AWS Monitoring and Observability

Overview of Monitoring and Observability services in AWS including CloudWatch, CloudTrail, Config, and X-Ray.

Hitesh Sahu

Mon Sep 29 2025

Monitoring

Observing systems, collecting metrics, evaluating those metrics over time, and then using them to make decisions or take action

Logging:

All Logs must be encrypted and stored in S3. S3 bucket for log must be secured with bucket policy to avoid unauthorize access & for further analysis by Athena. Old Logs can be moved to Glacier for cost saving

Service Logs

Cloudtrail : all API Logs
Cloudwatch Logs: Real time Metrics
CloudFront Logs: Web Distribution access Logs
VPC Flow Logs: Network logs
ELB Logs: metadata of request coming to ELB
WAF Logs: logging of requests analyzed by service

Amazon CloudWatch

Web service to monitor and manage various metrics and configure alarm actions based on data from those metrics.
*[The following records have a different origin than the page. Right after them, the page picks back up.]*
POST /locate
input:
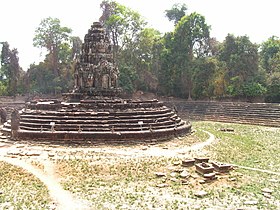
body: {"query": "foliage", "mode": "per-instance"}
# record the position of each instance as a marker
(54, 74)
(273, 89)
(176, 12)
(187, 43)
(270, 55)
(203, 72)
(9, 69)
(122, 24)
(52, 36)
(241, 59)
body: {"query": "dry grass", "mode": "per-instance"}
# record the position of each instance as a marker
(21, 190)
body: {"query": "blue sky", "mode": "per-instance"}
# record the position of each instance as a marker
(257, 19)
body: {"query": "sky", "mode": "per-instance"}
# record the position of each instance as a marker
(258, 19)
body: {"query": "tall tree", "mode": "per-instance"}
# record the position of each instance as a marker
(270, 55)
(191, 40)
(10, 67)
(122, 23)
(53, 37)
(176, 12)
(242, 67)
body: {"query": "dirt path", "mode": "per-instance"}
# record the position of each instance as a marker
(63, 200)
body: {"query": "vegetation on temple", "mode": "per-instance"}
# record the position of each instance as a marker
(186, 62)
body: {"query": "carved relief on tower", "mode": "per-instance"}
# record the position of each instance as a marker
(95, 68)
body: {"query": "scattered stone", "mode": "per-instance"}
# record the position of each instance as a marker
(184, 174)
(177, 170)
(51, 154)
(210, 176)
(267, 190)
(227, 129)
(251, 202)
(160, 174)
(174, 179)
(201, 181)
(221, 167)
(201, 193)
(173, 174)
(188, 162)
(32, 153)
(14, 152)
(20, 146)
(274, 180)
(204, 168)
(162, 185)
(185, 182)
(267, 195)
(176, 163)
(201, 160)
(144, 148)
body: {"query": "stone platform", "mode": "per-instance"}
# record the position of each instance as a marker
(103, 120)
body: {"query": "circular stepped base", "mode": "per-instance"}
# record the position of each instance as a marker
(108, 120)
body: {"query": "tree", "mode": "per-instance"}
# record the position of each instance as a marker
(176, 12)
(10, 68)
(270, 55)
(241, 60)
(191, 38)
(52, 36)
(122, 23)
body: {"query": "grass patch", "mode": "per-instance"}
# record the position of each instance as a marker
(21, 190)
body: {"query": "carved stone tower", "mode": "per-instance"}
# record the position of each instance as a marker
(95, 70)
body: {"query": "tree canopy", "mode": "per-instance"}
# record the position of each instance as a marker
(185, 62)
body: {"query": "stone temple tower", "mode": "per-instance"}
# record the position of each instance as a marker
(94, 111)
(95, 71)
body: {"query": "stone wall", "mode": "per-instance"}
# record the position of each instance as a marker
(235, 112)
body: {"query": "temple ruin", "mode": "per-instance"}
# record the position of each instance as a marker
(94, 110)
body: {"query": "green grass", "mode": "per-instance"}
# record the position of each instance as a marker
(110, 181)
(20, 190)
(250, 146)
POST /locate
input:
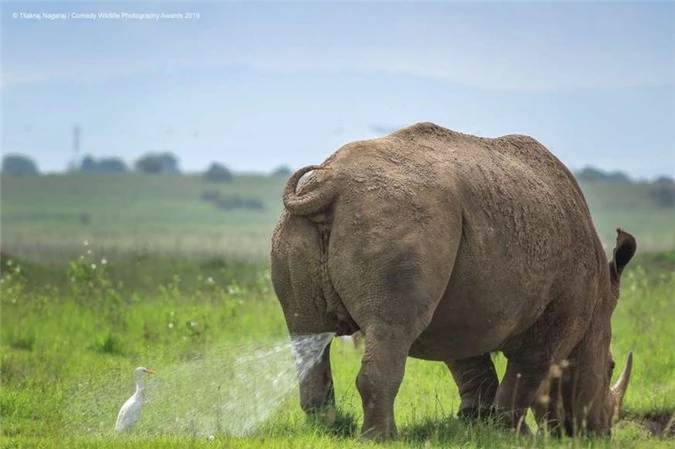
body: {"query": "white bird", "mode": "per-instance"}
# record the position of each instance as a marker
(131, 410)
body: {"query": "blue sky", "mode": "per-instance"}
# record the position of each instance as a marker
(256, 85)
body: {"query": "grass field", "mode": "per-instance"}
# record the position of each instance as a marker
(171, 283)
(164, 213)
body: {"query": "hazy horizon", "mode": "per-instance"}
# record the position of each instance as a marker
(259, 85)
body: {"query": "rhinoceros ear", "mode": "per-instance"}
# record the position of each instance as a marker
(623, 253)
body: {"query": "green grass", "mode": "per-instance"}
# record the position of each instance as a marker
(68, 349)
(171, 282)
(164, 214)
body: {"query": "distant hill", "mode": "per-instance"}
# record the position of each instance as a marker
(48, 217)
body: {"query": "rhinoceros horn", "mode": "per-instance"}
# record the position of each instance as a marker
(311, 202)
(621, 385)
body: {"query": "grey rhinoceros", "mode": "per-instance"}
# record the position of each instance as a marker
(444, 246)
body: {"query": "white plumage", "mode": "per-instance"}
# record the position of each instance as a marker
(131, 410)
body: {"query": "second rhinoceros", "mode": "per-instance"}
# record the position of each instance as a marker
(444, 246)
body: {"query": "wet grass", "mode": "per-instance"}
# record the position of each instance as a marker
(71, 336)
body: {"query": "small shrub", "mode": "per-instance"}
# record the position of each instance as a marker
(218, 173)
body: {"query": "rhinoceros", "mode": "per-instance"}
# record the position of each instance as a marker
(444, 246)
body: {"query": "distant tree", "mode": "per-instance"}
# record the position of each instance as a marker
(157, 163)
(88, 164)
(150, 163)
(112, 165)
(19, 164)
(218, 173)
(282, 171)
(107, 165)
(592, 174)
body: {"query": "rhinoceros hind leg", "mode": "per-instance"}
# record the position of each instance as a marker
(380, 377)
(477, 381)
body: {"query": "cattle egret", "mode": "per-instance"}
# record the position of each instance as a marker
(131, 409)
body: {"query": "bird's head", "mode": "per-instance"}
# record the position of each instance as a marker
(141, 371)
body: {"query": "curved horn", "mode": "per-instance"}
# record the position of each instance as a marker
(311, 202)
(621, 385)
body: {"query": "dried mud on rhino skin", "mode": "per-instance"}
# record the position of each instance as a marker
(658, 423)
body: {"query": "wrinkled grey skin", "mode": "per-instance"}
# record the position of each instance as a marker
(445, 246)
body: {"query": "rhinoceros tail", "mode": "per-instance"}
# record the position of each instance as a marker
(311, 202)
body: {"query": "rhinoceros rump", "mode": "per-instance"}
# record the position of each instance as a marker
(444, 246)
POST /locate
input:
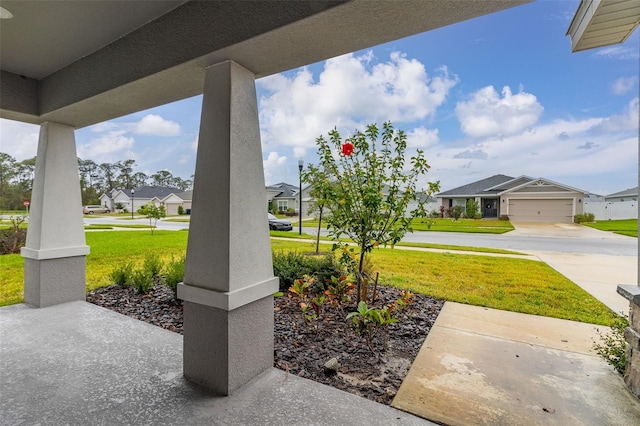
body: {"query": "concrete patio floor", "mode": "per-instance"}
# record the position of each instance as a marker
(481, 366)
(79, 364)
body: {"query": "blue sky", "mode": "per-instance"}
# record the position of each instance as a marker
(497, 94)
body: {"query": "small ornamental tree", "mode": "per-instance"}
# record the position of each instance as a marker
(153, 213)
(369, 186)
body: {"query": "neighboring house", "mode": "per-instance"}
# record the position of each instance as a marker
(619, 205)
(284, 195)
(626, 195)
(522, 199)
(170, 198)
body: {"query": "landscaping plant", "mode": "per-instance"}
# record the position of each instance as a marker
(12, 239)
(612, 346)
(122, 274)
(371, 186)
(174, 274)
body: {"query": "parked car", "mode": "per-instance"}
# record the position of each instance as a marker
(95, 209)
(276, 224)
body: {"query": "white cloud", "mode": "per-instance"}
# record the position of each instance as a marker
(618, 52)
(422, 138)
(627, 121)
(109, 148)
(273, 168)
(568, 151)
(350, 92)
(153, 124)
(19, 140)
(486, 113)
(623, 85)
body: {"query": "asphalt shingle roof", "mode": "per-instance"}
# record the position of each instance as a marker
(288, 191)
(625, 193)
(478, 187)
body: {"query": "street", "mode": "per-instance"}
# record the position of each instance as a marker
(607, 244)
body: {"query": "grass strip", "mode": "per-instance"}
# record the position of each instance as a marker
(472, 226)
(326, 240)
(501, 283)
(627, 227)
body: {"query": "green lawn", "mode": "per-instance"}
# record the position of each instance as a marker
(327, 240)
(449, 225)
(625, 227)
(501, 283)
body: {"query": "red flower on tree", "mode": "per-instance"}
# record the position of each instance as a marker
(347, 148)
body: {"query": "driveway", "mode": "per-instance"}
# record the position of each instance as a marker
(597, 273)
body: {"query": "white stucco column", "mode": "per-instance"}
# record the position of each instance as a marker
(55, 250)
(228, 282)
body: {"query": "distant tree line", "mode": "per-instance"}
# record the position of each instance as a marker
(16, 180)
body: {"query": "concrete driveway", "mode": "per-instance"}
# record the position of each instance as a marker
(598, 274)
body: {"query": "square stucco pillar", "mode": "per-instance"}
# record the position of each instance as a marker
(228, 282)
(55, 250)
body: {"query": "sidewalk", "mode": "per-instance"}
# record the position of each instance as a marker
(79, 364)
(481, 366)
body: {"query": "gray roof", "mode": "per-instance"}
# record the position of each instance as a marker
(626, 193)
(186, 195)
(478, 187)
(286, 190)
(153, 191)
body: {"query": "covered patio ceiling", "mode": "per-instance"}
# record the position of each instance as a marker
(84, 62)
(599, 23)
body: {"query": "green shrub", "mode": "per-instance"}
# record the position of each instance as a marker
(472, 209)
(174, 274)
(612, 346)
(456, 212)
(152, 264)
(122, 274)
(291, 266)
(584, 217)
(142, 281)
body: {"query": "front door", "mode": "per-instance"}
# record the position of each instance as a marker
(489, 207)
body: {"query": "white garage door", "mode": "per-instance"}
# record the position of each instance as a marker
(557, 211)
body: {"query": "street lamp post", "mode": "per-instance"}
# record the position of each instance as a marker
(300, 166)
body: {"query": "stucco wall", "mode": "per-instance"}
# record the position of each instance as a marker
(613, 211)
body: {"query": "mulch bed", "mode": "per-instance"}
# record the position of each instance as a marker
(303, 348)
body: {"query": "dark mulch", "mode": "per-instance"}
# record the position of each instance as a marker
(365, 368)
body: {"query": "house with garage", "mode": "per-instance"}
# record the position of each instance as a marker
(521, 199)
(622, 196)
(282, 197)
(617, 206)
(170, 198)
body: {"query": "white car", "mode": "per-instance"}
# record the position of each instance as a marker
(276, 224)
(95, 209)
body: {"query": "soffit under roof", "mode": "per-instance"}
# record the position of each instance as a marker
(80, 63)
(599, 23)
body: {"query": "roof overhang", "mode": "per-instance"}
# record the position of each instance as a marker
(539, 181)
(84, 62)
(599, 23)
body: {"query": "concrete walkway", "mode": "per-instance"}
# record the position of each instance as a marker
(599, 275)
(481, 366)
(79, 364)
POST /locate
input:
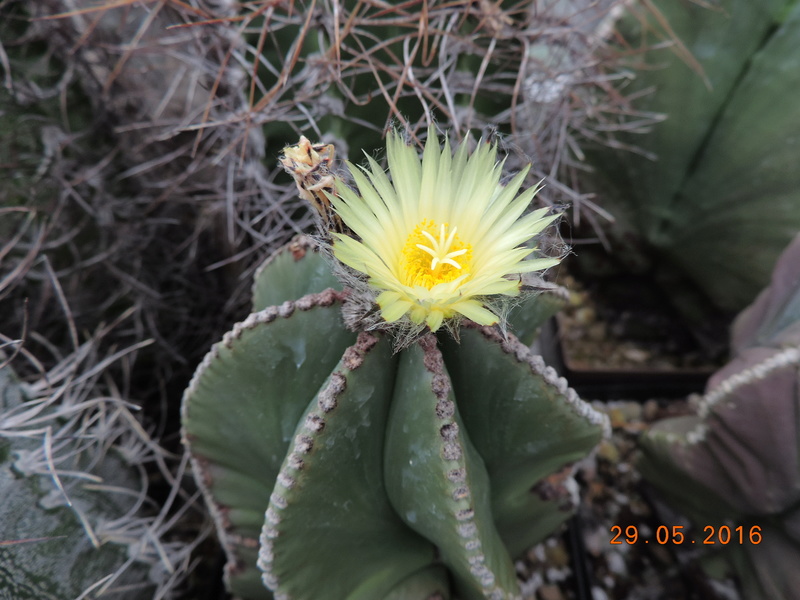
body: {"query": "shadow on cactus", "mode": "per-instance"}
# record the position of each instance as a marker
(347, 449)
(735, 464)
(710, 198)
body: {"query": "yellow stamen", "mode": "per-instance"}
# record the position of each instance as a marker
(430, 260)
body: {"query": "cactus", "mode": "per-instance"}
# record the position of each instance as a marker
(341, 469)
(711, 195)
(734, 463)
(75, 521)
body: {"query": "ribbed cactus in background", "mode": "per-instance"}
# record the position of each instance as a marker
(75, 520)
(735, 464)
(347, 470)
(712, 196)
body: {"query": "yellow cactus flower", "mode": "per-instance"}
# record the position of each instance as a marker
(442, 236)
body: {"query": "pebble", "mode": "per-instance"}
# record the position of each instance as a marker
(550, 592)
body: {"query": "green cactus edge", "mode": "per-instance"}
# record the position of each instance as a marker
(336, 468)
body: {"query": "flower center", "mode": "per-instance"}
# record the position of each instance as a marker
(434, 254)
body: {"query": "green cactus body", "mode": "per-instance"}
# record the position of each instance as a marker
(735, 463)
(368, 474)
(714, 191)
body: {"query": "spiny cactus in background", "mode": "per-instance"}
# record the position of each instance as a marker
(712, 194)
(735, 464)
(348, 471)
(75, 519)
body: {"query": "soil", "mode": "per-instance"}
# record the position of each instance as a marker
(614, 495)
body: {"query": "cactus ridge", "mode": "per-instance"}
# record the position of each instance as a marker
(437, 481)
(523, 354)
(220, 472)
(392, 477)
(453, 451)
(788, 357)
(364, 545)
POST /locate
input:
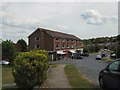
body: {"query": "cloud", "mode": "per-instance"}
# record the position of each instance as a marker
(62, 27)
(9, 20)
(94, 17)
AWS services send Metrics to CloudWatch
centralize the server logs for its EC2 instances and on-premises servers.

CloudWatch dashboard

Uses metrics to create graphs

Dashboard are Global & include all Regions & Account
Automatic refresh & time zone
Free upto 3 Dashboard(50 Metrics),
More than 3 Dashboard: $3/Dashboard

Amazon CloudWatch

AWS Service Health Dashboard

Status of all AWS service across all region

AWS Service personal Health Dashboard

AWS Service event that will impact your Application

Metrics

Variable to Monitor the performance of systems.

Dimension:

Attribute in Metrics. Upto 10 Dimensions Per Metric

EC2 Instances: CPU Usage, Status Check, Network Traffic,
- Standard: 5 Minutes
- Detailed: 1 Minute for extra cost.
- RAM is not pushed and need to use custom Metric
EBS Data: Disk IO
S3Bucket:Bucket Size, Number of Object, All Request
Billing: Estimated Cost
Service Limit

Custom Metric

Define & send own custom Metrics

PutMetricData: set data to Metrics
StorageResolution: Metric resolution
- Standard: 1 Minute
- High Resolution: 1/5/10/30 Sec-> High Cost
TimeStamp: Can push Data upto 2 Week In Past and 2 Hour in Future

CloudWatch Logs

Real time collection & monitoring of logs on Cloud Watch for troubleshooting

Collect Logs from
- Elastic Bean stalk
- ECS: System Logs
- Lambda & API Gateway: Function Logs
- Route 53: DNS Logs
- VPC flow logs: Network Logs
- CloudWatch Logs Agent on EC2 Instance
- SDK
- On premises Server
Log Group: group of Logs Stream
Log Stream: Logs from various sources
Log Expiration Policy: Set expiry date of log to save cost on storage
Metric Filter: Filter out logs to create Metric and trigger Alarm
- Count number of occurrence eg ERROR
- Filter Data for new events after creation of filter
Log Insights: Query on Logs to get Insight
Log Aggregation: Centralize all Logs together cross Account & Cross Region

Export CW Logs:

S3 Export:

export logs from CloudWatch to S3 in near real time.
- Use createExportTask API and can take upto 12 hours.
Subscription:

Filter for exporting CW logs in Real time
- Export logs to:
  - Lambda
  - Kinesis Data Stream
  - Kinesis Firehose
  - Elastic Search

Cloud Watch Log Agent

Send Logs from EC2 Instance to Cloud Watch

By default no logs goto CW from EC2 Instance without Agent
Agent can be setup with on premises Server

Agent Type

1. Cloudwatch Log Agent

Old version of agent
Send logs to CW

2. Cloudwatch Unified Agent

Send Logs + System Metrics to CW
Centralized configuration with SSM Parameter Store
Make sure Agent have proper IAM permission to access SSM and upload logs to CW
Metrics have prefix: CWAgent which can be changed
Collect directly on EC2/Linux
ProcStat Plugin used to send logs for process on Windows/Linux EC2 instance
- Metric name start with procstat
- Process can be selected by pid_file, exe(process name regex), pattern
Give more granular Insight of System
- CPU(active, guest, idle, system, user, local)
- DISK (free, used, total)
- DISK IO(iops, read, write, bytes)
- RAM(free, inactive,used, total, cached)
- NetStats(packets, bytes, connections)
- Processes(total, dead, running,idle, sleep)
- Swap Space(fee, used)

CloudWatch Alarms

Automatically trigger Notification to perform actions if the value of metric has gone above or below a predefined threshold.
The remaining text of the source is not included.